Pursuit of discovering new drug molecules to combat diseases
Dr Writoban Basu Ball, Assistant Professor, Department of Biology, received an outlay of Rs.26.34 lakhs from DBT, Government of India to pursue research on “Targeting Kennedy pathway of cellular phosphatidylethanolamine biosynthesis as a common therapeutic strategy against protozoan parasites like Leishmania donovani, Trypanosoma brucei and Entamoeba histolytica.” Disease-causing intracellular parasites present serious health challenges, which could be fatal if left untreated. For example, Leishmania donovani and Trypanosoma brucei are the causative agents of visceral leishmaniasis and sleeping sickness, respectively. Entamoeba histolytica causes amoebiasis and 100,000 people die each year world-wide from amoebiasis-related complications. The current treatment regimen against these diseases consists of drugs that possess severe toxicity and drug resistance. Toxicity is detrimental to health and drug-resistance causes unresponsiveness of the drug to the parasite, rendering the drug ineffective. Therefore, it has become imperative to discover new drug molecules to combat these diseases.

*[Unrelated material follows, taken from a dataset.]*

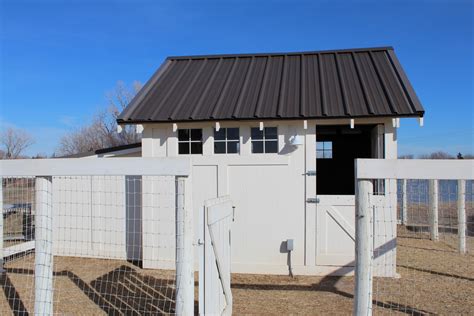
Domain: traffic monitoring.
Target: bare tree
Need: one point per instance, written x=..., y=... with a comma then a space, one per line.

In his study, Dr Writoban proposes to repurpose an FDA-approved drug meclizine, which can be used as a potential drug against dreadful parasitic infections. He explains. “One rational way to discover new and effective drugs entails identifying pharmacological targets against unique yet essential parasite metabolic pathways which are either absent or redundant in hosts (in the present case humans). One such central metabolic pathway in L. donovani, T. brucei, and E. histolytica is the Kennedy pathway for the biosynthesis of phosphatidylethanolamine (PE), a major lipid molecule of the cell. Without the presence of this lipid molecule, the cellular membranes (plasma membrane, organellar membranes) cannot form. Therefore, the Kennedy pathway is indispensable to parasite survival. On the contrary, in humans, although the Kennedy pathway is present, other pathway of PE biosynthesis is predominant. Hence, the Kennedy pathway offers a potential target to disrupt PE biosynthesis in these parasites without causing any side effects in the human host. In this context, meclizine, an over the counter anti-nausea drug, has been shown to disrupt the Kennedy pathway.”
Dr Writoban’s research is oriented to find safe cures for dreadful parasitic diseases that mostly plagues the underprivileged section of the developing countries like India, and countries of the sub-Saharan Africa. He believes, “The successful implementation of the proposed research scheme would benefit a lot of underprivileged people belonging to the underdeveloped and developing countries, as well as reduce the disease burden of those countries.” Further, Dr Writoban emphasizes, “Getting the grant is only the job half done. I would like to guide this proposal to a fruitful completion so that it can benefit people who need it most. I really want to take this project beyond the bounds of a mere academic exercise.